The main entrances of the park are at Gysinge and Sevedskvarn, both situated near national route 56. These entries have parking. Camp grounds exist at Östa, Tyttbo and Österfärnebo, and it is also possible to stay at Gysinge forge's hotel (Gysinge bruk Wärdshus). Inside the park itself, many cabins are available for passing the night, many of them ancient shepherd cabins.

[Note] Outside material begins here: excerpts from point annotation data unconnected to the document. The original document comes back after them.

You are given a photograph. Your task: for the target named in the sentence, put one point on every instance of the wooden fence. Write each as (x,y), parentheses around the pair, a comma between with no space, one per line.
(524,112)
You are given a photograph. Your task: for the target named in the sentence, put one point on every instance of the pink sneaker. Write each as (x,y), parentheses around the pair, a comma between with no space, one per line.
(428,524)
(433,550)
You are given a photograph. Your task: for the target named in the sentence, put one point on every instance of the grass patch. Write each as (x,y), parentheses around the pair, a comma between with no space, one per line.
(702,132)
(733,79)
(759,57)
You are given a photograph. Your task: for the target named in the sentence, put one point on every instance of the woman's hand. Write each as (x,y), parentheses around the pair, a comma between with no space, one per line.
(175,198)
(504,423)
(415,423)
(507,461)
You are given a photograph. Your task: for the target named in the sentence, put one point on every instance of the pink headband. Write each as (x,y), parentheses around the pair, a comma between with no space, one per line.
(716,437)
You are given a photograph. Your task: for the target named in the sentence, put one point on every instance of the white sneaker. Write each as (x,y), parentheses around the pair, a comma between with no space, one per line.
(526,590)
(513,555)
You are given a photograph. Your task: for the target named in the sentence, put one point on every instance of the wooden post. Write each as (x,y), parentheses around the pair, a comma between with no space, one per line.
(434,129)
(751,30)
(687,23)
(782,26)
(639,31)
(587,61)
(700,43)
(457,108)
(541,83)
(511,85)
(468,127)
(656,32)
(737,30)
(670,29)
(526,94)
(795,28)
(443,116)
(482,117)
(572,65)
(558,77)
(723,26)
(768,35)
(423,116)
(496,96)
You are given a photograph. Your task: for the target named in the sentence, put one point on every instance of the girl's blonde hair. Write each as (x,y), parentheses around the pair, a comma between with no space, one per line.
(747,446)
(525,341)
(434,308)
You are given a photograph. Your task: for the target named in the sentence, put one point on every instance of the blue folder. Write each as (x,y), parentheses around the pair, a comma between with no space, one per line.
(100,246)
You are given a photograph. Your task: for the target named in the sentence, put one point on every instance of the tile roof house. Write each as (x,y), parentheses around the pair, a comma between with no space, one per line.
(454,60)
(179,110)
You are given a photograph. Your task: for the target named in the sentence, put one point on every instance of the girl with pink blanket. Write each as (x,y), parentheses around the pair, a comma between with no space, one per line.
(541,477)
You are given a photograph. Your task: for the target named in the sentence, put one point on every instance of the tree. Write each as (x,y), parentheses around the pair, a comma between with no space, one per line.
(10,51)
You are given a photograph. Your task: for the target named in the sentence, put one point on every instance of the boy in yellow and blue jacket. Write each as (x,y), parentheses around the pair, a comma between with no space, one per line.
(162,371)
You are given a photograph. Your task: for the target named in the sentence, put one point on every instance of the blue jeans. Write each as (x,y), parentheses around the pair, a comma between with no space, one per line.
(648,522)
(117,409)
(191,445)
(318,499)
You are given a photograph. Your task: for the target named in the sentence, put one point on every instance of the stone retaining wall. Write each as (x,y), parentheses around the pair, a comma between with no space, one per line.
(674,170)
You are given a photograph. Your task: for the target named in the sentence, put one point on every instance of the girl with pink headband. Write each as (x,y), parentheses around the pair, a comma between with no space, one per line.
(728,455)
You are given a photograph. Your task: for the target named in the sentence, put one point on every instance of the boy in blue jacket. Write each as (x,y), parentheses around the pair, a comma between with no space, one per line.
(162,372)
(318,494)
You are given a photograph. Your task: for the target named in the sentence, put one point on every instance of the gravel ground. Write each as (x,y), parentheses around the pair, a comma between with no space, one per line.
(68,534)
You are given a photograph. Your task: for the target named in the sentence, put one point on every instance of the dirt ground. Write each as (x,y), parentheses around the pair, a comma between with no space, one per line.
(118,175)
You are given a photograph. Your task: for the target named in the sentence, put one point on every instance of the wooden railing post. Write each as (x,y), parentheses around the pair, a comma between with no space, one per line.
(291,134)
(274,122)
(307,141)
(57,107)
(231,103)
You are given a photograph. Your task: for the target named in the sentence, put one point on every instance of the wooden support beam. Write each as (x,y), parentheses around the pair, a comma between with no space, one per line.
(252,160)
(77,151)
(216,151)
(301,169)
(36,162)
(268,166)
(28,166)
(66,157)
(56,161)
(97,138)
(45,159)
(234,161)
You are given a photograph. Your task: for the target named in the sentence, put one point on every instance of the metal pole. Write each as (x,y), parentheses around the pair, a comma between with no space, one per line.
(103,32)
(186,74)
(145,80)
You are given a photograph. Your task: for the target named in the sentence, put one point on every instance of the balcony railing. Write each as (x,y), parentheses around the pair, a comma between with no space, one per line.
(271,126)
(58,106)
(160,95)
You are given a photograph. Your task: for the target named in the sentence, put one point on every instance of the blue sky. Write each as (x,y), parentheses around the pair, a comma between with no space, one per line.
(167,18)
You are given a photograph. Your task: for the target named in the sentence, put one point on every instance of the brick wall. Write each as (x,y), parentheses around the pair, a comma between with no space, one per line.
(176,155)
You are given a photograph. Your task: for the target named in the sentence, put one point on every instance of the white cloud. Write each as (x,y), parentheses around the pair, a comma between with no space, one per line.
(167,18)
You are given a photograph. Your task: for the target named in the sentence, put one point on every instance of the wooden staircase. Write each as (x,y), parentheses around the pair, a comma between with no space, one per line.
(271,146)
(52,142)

The principal activities inside the park in summer are sport fishing as well as boat or canoe trips. Navigation by boat is in fact one of the best ways to explore the park, and the island of Sandön is particularly popular. The park also attracts many bird watchers in winter and spring, especially near Tinäset where the birdlife is the richest. However, the part of the road that enabled one to get there was closed because it traversed the park — which closing was decided during the park's creation. As a result, the number of tourists at this location diminished considerably. A visitor, information, and nature center was built inside an old barn (dating from 1814) of the Gysinge forge. At Skekarsbo, an observation tower 20 m in height was constructed in 1995 and offers a panoramic view over the major part of the park. Several hiking trails exist inside the park, in particular in the north part: on the isle of Mattön (between Gysinge and Sevedskvarn), a part of Gästrikeleden across the park from Gysinge, and from Kyrkstigen up to Skekarsbo. In the southern part, a long trail leads to Tinäset.